Considering those haplotypes represented by four or more individuals, there was some degree of spatial structuring in their distribution. Specifically, distinct haplotypes were associated with the western and eastern ends of C. adjunctus’ range (Fig. 2). One interesting observation was that individuals from Northwest Territories and Saskatchewan had very similar haplotypes to individuals from the Midwest of the United States. The MSN did not show a well-defined starburst pattern (Fig. 3). Also, the MD showed multiple peaks rather than a single peak that would have indicated potential demographic expansion in the past (Fig. 4). Evolution of NEτ through time, estimated using EBSP, showed mostly constant population size with a possible gradual decrease from about 200,000 to 30,000 years ago to about half of the initial population size, followed by a small increase to the present (Fig. 5). Finally, ABC analysis gave strongest support to a scenario mimicking a decrease in effective population size of at least an order of magnitude between 10 million years ago and 10,000 years ago (Table 4; See Additional file 5: Figure S1 for pre-evaluation of prior distributions of scenarios with the observed values).

Fig. 2
figure 2

Frequencies of mitochondrial DNA haplotypes of Cimex adjunctus across its range. Data for nearby sampling sites are combined in a single pie chart. Rare haplotypes represented by fewer than four individuals in the entire data set are shown in grey. Haplotypes represented by four or more individuals in the entire dataset are identified with unique colors as indicated in the Legend, and corresponding to haplotype colors in Fig. 3. Site numbers correspond to those in Fig. 1 and in Additional file 1: Table S1. Sizes of circles indicate sample sizes

Fig. 3
figure 3

Minimum-spanning network of mitochondrial cytochrome c oxidase 1 (CO1) sequences of Cimex adjunctus. Haplotypes represented by fewer than four individuals are shown in grey. Haplotypes represented by four or more individuals are identified with unique colors as indicated in the Legend, and corresponding to those in Fig. 2. Each circle represents a unique sequence, each line segment is a mutational step, numbers are sample sizes for each unique sequence, small circles without a sample size are intermediate, unsampled haplotypes, and the square represents the putative ancestral sequence

Fig. 4
figure 4

Frequency of pairwise mismatches among cytochrome c oxidase 1 (CO1) sequences of Cimex adjunctus in North America

Fig. 5
figure 5

Extended Bayesian skyline plot estimated using cytochrome c oxidase 1 (CO1) data of Cimex adjunctus. Shown are the mean and 95% highest posterior density interval of the product of effective population size (NE) and generation time (τ) through time (in million years ago; Mya)

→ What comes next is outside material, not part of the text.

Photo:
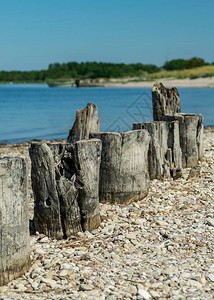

Table 4 Results of approximate Bayesian computation analysis of effective population size (NE) history of Cimex adjunctus. Posterior probabilities of each scenario (with confidence interval in parentheses) are shown

Discussion

Range-wide genetic structure

Analyses of mitochondrial and microsatellite genetic markers supported our prediction of high range-wide genetic structure, mediated by geographic distance, in C. adjunctus, an ectoparasite of bats. Across the range of C. adjunctus, we found significant genetic structure, a large proportion of which was explained by geographic distance. Whereas IBD has not been previously investigated in most bat parasites (but see [33]), it has been investigated in two of the key hosts of C. adjunctus, the big brown bat and the little brown myotis. A relationship between genetic and geographic distance has been observed in both the big brown bat [20] and little brown myotis across a considerably smaller spatial scale [24] than examined here. Range-wide IBD has also been described for little brown myotis [25], based on population-level analyses using F ST. Thus, geographic distance explains a lot of the variation in genetic structure of C. adjunctus as it does in two of its hosts, which could potentially reflect the reliance of C. adjunctus on their hosts for dispersal.

However, the overall degree of genetic structuring appears to be higher in C. adjunctus than in its hosts. Analysis of microsatellite genotypes has revealed only two genetic clusters in both big brown bat [34] and little brown myotis [25], both at continental spatial scales, whereas our results point to ten genetic clusters in C. adjunctus. Likewise, very little genetic variation (<10% with microsatellite data, and < 20% with mitochondrial data) occurs among spatially separate sites in big brown bat [20] and in little brown myotis [2225]. In C. adjunctus, about one third of the microsatellite variation and about one half of mitochondrial variation occur among sites (after taking out variation among host species). These observations suggest that C. adjunctus is more subdivided within its range than at least two of its hosts, and that its genetic structure does not entirely reflect the dispersal patterns of its hosts. Interestingly however, both genetic clustering and MSN results also offer some evidence of possible continent-scale long-distance movement in C. adjunctus, as reflected in the relationships among individuals from the Northwest Territories, Saskatchewan, Maritime Canada and the US Midwest. Relationships among C. adjunctus samples from these locations echo a pattern that was observed in M. lucifugus, where a set of sites in the central United States and central to north-western Canada are connected by high gene flow [25].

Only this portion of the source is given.